2
votes

I have a Neo4J database with the following properties:

  • Array Store 8.00 KiB
  • Logical Log 16 B
  • Node Store 174.54 MiB
  • Property Store 477.08 MiB
  • Relationship Store 3.99 GiB
  • String Store Size 174.34 MiB
  • MiB Total Store Size 5.41 GiB

There are 12M nodes and 125M relationships.

So you could say this is a pretty large database.

My OS is windows 10 64bit, running on an Intel i7-4500U CPU @1.80Ghz with 8GB of RAM. This isn't a complete powerhouse, but it's a decent machine and in theory the total store could even fit in RAM.

However when I run a very simple query (using the Neo4j Browser)

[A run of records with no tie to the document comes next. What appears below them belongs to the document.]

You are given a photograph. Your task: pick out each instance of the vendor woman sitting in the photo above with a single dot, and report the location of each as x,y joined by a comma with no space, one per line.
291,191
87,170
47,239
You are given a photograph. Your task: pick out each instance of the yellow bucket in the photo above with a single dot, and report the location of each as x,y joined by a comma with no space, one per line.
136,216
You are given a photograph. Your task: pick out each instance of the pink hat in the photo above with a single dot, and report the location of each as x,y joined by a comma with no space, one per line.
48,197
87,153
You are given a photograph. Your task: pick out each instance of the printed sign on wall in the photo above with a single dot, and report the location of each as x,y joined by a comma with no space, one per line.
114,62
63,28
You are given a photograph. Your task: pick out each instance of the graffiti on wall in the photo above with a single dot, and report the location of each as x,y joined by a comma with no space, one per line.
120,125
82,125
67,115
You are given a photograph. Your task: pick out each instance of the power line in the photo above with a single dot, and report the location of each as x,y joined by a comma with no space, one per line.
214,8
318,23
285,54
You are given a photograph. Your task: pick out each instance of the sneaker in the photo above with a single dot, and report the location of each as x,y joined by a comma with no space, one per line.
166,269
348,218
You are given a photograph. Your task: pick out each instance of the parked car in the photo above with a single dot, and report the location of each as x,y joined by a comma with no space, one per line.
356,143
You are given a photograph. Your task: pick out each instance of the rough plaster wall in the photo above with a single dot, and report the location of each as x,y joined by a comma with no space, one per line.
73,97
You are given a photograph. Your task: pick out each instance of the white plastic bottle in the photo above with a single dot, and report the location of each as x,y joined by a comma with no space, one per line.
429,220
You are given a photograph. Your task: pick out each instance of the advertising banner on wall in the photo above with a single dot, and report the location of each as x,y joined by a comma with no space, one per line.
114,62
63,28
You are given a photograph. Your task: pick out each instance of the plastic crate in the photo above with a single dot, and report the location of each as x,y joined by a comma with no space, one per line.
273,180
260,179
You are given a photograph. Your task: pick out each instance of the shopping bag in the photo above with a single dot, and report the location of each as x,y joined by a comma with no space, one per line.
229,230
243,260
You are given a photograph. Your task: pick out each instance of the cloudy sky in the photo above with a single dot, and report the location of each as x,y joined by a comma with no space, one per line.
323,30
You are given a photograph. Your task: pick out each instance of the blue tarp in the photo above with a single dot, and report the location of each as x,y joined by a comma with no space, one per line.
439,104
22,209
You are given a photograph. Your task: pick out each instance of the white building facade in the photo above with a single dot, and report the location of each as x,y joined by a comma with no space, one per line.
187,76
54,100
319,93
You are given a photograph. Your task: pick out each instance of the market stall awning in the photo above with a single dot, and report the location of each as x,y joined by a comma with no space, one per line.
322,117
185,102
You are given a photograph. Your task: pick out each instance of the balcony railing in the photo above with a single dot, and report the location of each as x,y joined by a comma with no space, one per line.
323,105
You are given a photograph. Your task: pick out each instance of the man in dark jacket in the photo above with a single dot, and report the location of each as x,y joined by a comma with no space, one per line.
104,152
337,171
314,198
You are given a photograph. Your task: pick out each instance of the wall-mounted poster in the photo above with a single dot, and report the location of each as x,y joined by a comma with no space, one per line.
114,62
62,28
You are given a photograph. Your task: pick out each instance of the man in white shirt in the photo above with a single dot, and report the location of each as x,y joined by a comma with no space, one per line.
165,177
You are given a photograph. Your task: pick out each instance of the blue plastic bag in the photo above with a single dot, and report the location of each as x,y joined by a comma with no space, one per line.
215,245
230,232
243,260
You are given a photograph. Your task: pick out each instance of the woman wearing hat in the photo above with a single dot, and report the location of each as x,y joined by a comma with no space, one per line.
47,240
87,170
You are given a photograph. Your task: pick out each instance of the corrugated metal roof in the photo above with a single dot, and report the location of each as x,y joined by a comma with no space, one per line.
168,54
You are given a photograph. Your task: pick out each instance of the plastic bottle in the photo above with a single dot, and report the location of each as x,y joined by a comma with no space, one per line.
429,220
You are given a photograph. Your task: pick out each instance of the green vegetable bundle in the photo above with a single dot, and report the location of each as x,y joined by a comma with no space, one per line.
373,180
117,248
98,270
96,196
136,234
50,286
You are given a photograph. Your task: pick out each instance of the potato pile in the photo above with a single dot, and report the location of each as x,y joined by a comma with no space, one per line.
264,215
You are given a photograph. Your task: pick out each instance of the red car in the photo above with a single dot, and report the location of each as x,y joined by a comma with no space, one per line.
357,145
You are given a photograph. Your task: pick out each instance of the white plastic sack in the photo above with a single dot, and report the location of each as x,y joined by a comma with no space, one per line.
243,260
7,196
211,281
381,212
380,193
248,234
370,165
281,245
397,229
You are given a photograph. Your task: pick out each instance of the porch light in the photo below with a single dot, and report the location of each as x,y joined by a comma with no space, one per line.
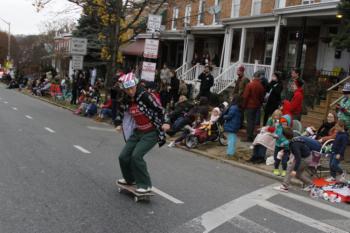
339,16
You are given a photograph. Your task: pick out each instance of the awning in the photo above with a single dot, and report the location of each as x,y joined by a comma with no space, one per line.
134,49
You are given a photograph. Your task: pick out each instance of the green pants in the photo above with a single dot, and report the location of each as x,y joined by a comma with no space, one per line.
132,164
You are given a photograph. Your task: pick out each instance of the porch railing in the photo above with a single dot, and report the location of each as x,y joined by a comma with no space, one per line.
181,70
329,97
250,69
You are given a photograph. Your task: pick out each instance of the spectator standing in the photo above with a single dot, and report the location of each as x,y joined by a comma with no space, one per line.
207,81
241,81
165,74
174,88
232,124
297,100
240,85
337,153
273,96
253,98
93,76
343,108
183,90
74,91
289,92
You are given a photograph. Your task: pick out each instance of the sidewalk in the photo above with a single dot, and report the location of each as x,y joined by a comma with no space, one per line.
211,150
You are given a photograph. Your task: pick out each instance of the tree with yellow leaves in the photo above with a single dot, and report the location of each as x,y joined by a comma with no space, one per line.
118,21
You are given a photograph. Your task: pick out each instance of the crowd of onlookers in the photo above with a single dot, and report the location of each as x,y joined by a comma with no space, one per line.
266,109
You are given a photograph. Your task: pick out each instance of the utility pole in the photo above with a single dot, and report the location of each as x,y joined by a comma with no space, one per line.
9,39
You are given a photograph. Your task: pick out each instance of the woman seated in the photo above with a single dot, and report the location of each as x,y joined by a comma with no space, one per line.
201,126
266,138
106,109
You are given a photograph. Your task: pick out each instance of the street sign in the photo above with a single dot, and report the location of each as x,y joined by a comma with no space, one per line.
78,46
151,49
77,62
148,71
154,23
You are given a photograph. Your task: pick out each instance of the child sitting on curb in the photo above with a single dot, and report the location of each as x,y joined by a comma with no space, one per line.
337,153
281,153
232,119
266,138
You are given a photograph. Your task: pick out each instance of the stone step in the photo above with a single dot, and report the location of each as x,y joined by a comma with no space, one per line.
314,114
312,120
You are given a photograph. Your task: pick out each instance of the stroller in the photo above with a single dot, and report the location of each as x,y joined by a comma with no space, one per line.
205,134
320,161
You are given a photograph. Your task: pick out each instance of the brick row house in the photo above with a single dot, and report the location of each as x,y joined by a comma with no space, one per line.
261,34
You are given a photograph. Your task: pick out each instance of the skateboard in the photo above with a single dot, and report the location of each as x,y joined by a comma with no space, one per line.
132,189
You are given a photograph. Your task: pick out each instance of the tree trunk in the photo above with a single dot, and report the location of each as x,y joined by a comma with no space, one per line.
114,46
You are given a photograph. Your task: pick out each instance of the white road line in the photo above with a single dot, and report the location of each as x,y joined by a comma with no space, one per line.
248,225
300,218
318,204
85,151
50,130
167,196
216,217
101,129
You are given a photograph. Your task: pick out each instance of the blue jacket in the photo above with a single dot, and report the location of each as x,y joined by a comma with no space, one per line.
232,119
340,143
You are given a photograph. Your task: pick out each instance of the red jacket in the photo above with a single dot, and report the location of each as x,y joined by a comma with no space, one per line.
297,102
108,104
253,95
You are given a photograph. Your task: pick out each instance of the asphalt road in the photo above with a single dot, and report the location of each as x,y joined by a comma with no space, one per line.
57,174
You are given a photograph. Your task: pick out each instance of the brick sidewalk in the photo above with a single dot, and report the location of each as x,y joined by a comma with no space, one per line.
214,150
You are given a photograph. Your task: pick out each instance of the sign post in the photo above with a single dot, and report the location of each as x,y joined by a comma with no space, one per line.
77,50
151,48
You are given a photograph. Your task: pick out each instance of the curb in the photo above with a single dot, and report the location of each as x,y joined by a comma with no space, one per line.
47,101
242,166
195,151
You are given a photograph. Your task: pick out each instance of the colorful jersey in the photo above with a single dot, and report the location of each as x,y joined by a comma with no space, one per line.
142,121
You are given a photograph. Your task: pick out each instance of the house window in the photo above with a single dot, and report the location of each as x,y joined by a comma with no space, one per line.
256,7
217,12
187,19
236,5
201,12
280,3
175,16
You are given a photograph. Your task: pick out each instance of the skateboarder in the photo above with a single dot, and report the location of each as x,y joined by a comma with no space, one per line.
145,110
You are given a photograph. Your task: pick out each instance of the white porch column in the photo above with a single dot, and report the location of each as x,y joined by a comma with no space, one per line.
190,49
226,60
275,46
242,48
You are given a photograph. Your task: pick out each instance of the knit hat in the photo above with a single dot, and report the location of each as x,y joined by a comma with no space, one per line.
217,110
128,80
241,68
346,87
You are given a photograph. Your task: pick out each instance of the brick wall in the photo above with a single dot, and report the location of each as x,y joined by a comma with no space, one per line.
267,6
293,2
246,8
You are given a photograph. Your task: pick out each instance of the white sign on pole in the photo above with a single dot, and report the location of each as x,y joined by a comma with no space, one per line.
148,71
151,49
77,62
154,23
78,46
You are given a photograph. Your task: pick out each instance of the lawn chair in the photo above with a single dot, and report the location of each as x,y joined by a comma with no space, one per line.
297,128
320,160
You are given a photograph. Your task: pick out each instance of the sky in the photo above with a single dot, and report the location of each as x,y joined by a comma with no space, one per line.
24,18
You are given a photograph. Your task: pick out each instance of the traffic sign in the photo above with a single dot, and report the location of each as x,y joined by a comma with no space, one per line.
154,23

MATCH (n {title:"A clockwork orange"}) RETURN n;

I get a result:

Returned 1 row in 17445 ms.

I also used a post request with the same query to http://localhost:7474/db/data/cypher, this took 19seconds.

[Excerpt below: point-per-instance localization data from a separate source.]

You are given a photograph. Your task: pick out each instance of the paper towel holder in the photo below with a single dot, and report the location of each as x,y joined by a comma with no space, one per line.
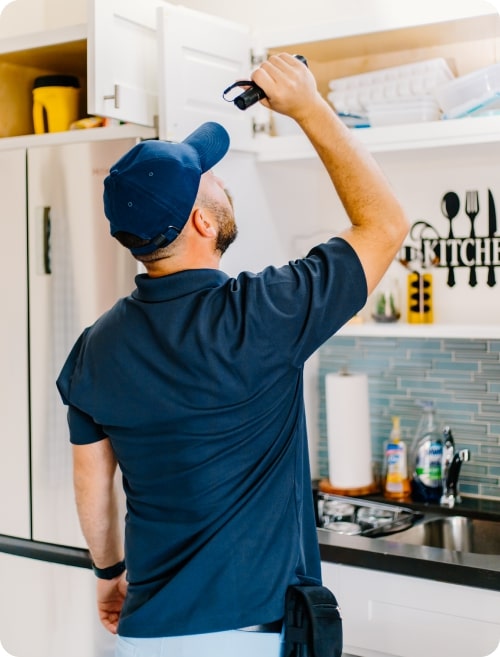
325,486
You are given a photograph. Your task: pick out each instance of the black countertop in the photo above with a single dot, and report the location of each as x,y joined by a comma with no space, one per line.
388,555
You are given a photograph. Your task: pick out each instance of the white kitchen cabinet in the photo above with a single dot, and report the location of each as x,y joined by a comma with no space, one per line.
386,615
14,436
49,610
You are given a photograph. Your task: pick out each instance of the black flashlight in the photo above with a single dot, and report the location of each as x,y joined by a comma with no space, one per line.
253,94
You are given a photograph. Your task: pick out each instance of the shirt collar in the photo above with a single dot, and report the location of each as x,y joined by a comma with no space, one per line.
176,285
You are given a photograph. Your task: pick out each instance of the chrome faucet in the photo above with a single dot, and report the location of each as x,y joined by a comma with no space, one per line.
450,469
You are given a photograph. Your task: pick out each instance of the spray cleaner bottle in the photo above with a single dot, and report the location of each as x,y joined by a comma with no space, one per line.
426,456
396,486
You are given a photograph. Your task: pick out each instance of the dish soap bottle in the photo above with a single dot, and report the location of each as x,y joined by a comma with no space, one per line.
426,457
396,486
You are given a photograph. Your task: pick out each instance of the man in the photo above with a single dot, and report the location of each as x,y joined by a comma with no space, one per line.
193,385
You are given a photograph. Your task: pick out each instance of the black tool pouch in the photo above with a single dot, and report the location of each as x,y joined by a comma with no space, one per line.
313,625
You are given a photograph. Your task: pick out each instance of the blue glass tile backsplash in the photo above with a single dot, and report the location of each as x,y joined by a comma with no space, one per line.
462,377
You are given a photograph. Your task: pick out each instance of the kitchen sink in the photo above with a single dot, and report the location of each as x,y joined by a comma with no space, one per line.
457,533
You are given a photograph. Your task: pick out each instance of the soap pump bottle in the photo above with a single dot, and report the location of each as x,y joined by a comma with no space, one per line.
426,457
396,486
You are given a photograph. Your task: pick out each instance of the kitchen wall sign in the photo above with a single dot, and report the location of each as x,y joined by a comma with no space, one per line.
479,253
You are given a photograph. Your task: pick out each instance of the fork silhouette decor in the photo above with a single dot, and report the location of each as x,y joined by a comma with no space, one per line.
472,210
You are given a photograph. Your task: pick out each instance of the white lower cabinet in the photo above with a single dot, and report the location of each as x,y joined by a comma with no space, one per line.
386,615
49,610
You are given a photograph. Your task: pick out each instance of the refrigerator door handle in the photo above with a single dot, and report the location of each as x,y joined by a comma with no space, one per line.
46,226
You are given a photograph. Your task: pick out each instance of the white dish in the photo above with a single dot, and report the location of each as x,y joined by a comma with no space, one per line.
475,93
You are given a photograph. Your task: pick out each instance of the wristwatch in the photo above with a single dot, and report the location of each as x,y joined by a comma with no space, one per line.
110,572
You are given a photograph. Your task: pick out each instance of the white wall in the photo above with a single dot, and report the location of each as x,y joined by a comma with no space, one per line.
25,16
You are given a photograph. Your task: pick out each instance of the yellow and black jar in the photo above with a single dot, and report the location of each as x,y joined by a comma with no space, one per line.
420,304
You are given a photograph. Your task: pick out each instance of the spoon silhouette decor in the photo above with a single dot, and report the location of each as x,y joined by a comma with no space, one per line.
450,206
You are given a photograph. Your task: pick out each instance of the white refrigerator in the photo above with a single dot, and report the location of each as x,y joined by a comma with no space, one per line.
62,269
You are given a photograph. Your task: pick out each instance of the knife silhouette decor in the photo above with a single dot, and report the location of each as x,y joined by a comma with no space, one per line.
492,229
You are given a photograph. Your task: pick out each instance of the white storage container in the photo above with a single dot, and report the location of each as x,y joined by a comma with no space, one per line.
475,93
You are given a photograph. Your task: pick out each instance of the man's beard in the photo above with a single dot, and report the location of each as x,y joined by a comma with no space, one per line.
227,229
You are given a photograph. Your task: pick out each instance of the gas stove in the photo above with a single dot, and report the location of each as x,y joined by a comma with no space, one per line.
352,516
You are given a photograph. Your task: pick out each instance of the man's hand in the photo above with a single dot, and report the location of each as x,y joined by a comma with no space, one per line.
289,85
110,596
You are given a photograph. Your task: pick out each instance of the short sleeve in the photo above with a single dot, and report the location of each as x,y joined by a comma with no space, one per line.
82,428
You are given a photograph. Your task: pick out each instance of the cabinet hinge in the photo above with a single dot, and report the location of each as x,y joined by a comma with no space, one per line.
257,58
261,127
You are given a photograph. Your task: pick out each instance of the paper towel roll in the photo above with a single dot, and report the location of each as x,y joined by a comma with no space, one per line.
348,430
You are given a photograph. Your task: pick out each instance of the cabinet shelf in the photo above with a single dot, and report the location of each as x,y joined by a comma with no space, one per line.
63,50
475,132
77,136
422,331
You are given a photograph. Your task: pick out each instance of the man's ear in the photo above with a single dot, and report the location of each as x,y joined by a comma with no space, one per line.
203,223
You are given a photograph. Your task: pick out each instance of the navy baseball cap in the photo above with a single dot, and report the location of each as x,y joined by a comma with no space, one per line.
151,190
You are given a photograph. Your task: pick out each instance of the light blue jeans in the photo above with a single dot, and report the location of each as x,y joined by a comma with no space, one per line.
234,643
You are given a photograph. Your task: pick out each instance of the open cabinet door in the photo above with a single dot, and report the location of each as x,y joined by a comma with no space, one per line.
122,54
201,55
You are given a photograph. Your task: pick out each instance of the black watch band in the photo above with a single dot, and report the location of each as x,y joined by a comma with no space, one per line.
110,572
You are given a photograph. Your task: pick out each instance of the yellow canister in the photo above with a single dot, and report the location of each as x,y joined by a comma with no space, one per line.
55,102
420,308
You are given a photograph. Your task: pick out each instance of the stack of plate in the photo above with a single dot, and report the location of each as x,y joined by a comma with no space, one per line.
474,94
400,94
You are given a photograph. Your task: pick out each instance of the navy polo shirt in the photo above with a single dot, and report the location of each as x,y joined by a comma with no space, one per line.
196,378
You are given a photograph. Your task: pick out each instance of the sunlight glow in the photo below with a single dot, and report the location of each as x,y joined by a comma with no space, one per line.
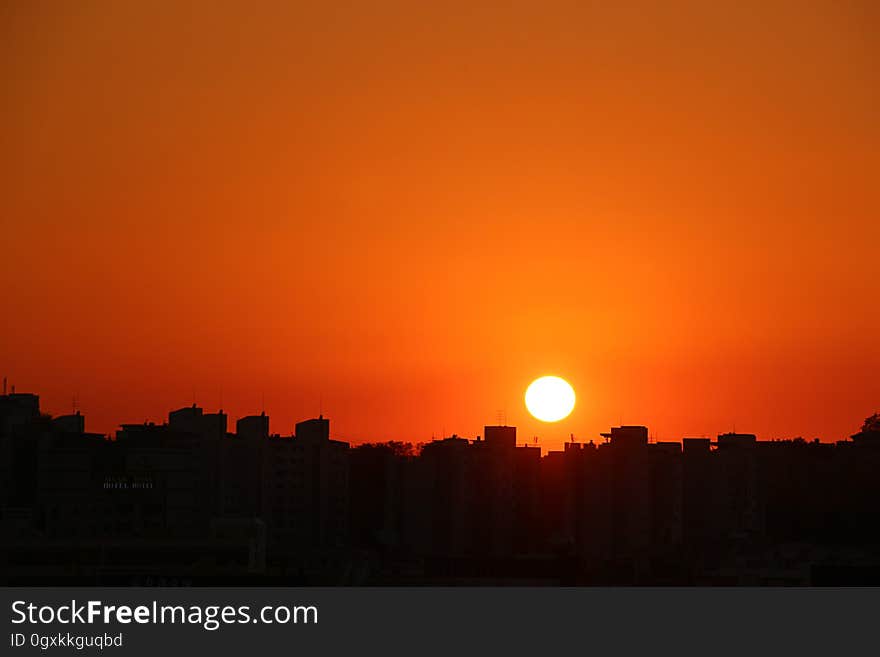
550,398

something like this: http://localhost:7474/db/data/node/15000 is however executed in 23ms...

And I can confirm there is an index on title:

Indexes
ON :Page(title) ONLINE 

So anyone have ideas on why this might be running so slow?

Thanks!

1

1 Answers

6
votes

This has to scan all nodes in the db - if you re-run your query using n:Page instead of just n, it'll use the index on those nodes and you'll get better results.


To expand this a bit more - INDEX ON :Page(title) is only for nodes with a :Page label, and in order to take advantage of that index your MATCH() needs to specify that label in its search.

If a MATCH() is specified without a label, the query engine has no "clue" what you're looking for so it has to do a full db scan in order to find all the nodes with a title property and check its value.

That's why

MATCH (n {title:"A clockwork orange"}) RETURN n;

is taking so long - it has to scan the entire db.

If you tell the MATCH() you're looking for a node with a :Page label and a title property -

MATCH (n:Page {title:"A clockwork orange"}) RETURN n;

the query engine knows you're looking for nodes with that label, it also knows that there's an index on that label it can use - which means it can perform your search with the performance you're looking for.